Enredado, desabafou. Inventou outra história. Como se umas fantasias que tinha
se realizaram de verdade. Não chegava a ser incesto ou algo monstruoso. Era
apenas a inveja que tinha do seu irmão, com sua namorada maravilhosa, que ele
chamava de fofa (e que de fofa não tinha nada). Falou de uma longa história de
traição, etc. etc. Foi lembrando da história de Shakespeare, Hamlet, do tio que mata o pai pra ficar
com sua mãe. De novo inventou de sua mãe, da depressão pós-parto, não o deixou
mamar no peito, e de que até hoje é inseguro e tem um sentimento de rejeição.
Ela o abraçou
demoradamente e começou a lhe ensinar a “arte do desapego”. Citou evangelhos, Paulo
Coelho, Augusto Cury, tudo para que ele começasse a se libertar dos pecados que
pesavam no peito.
- Essa culpa – ela
disse – faz muito mal, se a gente carregar pela vida afora.
Quase cedeu às
lágrimas, mas aguentou no osso do peito, macho que era.
Caro leitor, nessas
alturas você deve estar perguntando: “E daí, o cara encontrou seu par perfeito,
ou não?”.
Desconfio de que
a maioria dos perfis nesses sites são ou exagerados (as pessoas dizem que têm
mais qualidades do que defeitos), ou camuflam informações. Elas se descrevem do
jeito como se imaginam como gostariam de ser - quase perfeitos.
Uma (boa) parte
do que falamos e acreditamos sobre nós é invenção. E continuamos inventando
também nas redes sociais. Mas isso não é nenhum pecado. Por que não transformar
tudo isso em poesia, literatura, enfim, em algo que se pareça com uma obra de
arte?
Responda você,
meu amigo: descobrimos nosso par perfeito quando a pedimos em namoro e a pessoa
diz sim? Ela se torna o amor de nossa vida depois que “rachamos” pela primeira
vez a conta no restaurante? Ela é meu par perfeito porque tenho vontade de
dizer “gosto de você”? Ou quando tenho vontade de apresentar a pessoa fofa como
“minha namorada” em vez de “minha amiga”? (desconfio que isso é muita vontade
para pouca realidade).
São muitos os
riscos de o namoro não dar certo. Talvez a única certeza é aquela do poeta
Vinicius de Morais, quando diz sobre o amor: “Que seja infinito enquanto dure”.

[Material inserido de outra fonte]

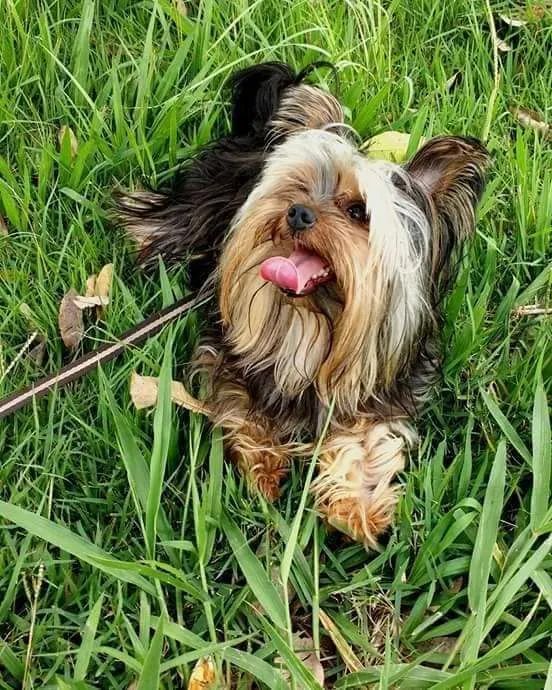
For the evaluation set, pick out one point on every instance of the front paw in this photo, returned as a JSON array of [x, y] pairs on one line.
[[363, 517], [263, 470]]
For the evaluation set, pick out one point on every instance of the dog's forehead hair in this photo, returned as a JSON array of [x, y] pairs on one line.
[[324, 163]]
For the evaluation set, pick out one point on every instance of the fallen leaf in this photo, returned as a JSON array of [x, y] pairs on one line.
[[83, 302], [90, 286], [391, 146], [144, 389], [530, 119], [512, 21], [304, 648], [503, 46], [64, 131], [70, 321], [456, 585], [102, 287], [204, 675]]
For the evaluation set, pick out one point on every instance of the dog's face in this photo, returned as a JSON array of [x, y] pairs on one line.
[[331, 270]]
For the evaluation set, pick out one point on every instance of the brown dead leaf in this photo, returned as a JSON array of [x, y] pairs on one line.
[[90, 286], [391, 146], [304, 648], [37, 353], [70, 321], [83, 302], [144, 389], [530, 119], [512, 21], [64, 131], [456, 585], [204, 675]]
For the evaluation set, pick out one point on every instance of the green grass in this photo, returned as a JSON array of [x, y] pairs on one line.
[[153, 552]]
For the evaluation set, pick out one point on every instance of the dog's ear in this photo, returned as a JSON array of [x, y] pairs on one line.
[[256, 93], [451, 170]]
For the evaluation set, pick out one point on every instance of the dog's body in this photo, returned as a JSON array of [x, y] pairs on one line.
[[330, 269]]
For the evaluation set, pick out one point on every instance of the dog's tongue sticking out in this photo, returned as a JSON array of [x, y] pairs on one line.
[[300, 273]]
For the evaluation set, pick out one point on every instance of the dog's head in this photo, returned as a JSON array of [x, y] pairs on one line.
[[188, 220], [333, 267]]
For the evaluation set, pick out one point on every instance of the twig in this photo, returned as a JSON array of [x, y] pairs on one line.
[[20, 354], [32, 594]]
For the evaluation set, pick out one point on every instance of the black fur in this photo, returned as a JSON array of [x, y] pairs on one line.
[[188, 221]]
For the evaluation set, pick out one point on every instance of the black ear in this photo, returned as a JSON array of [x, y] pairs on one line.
[[451, 170], [256, 93]]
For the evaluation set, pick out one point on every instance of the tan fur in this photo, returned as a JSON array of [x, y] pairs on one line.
[[354, 489]]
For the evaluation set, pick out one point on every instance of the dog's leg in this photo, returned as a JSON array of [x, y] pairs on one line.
[[251, 440], [354, 489], [258, 455]]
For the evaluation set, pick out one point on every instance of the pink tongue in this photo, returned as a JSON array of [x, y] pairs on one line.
[[294, 272]]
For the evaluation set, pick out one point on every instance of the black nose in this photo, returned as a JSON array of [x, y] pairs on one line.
[[300, 217]]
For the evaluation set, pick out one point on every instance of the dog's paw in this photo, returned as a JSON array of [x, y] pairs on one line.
[[362, 517]]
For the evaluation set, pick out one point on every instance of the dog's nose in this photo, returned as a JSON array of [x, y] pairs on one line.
[[300, 217]]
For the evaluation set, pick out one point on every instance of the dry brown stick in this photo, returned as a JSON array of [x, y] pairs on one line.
[[103, 354]]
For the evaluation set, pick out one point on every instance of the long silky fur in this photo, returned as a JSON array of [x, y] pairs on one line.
[[368, 340], [187, 221]]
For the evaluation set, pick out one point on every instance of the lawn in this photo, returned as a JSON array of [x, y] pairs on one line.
[[128, 548]]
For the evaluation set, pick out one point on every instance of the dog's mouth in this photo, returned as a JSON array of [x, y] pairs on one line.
[[298, 274]]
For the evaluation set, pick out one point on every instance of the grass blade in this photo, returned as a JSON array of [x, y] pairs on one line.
[[85, 651], [162, 425], [540, 495], [506, 428], [149, 677], [480, 565], [70, 542], [254, 573]]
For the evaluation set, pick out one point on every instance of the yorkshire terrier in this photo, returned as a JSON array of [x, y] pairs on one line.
[[330, 271]]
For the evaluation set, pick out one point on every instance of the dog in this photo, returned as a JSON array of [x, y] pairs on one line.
[[330, 269]]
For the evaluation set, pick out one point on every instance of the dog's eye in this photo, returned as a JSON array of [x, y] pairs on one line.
[[357, 211]]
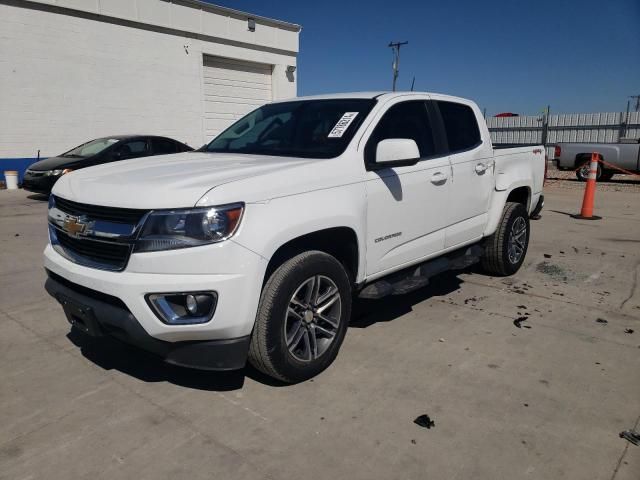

O amor perfeito vai durar o tempo que as pessoas ainda tiverem vontade de se
ver. Ok. Ele a pediu em namoro, e ela disse sim.
Mas o próximo
encontro o preocupa. Se ela continua a acreditar que tem a chave que abre o
cofre dos seus sentimentos, não sabe como vai inventar tantas histórias para
responder às perguntas dela, e deixá-la feliz.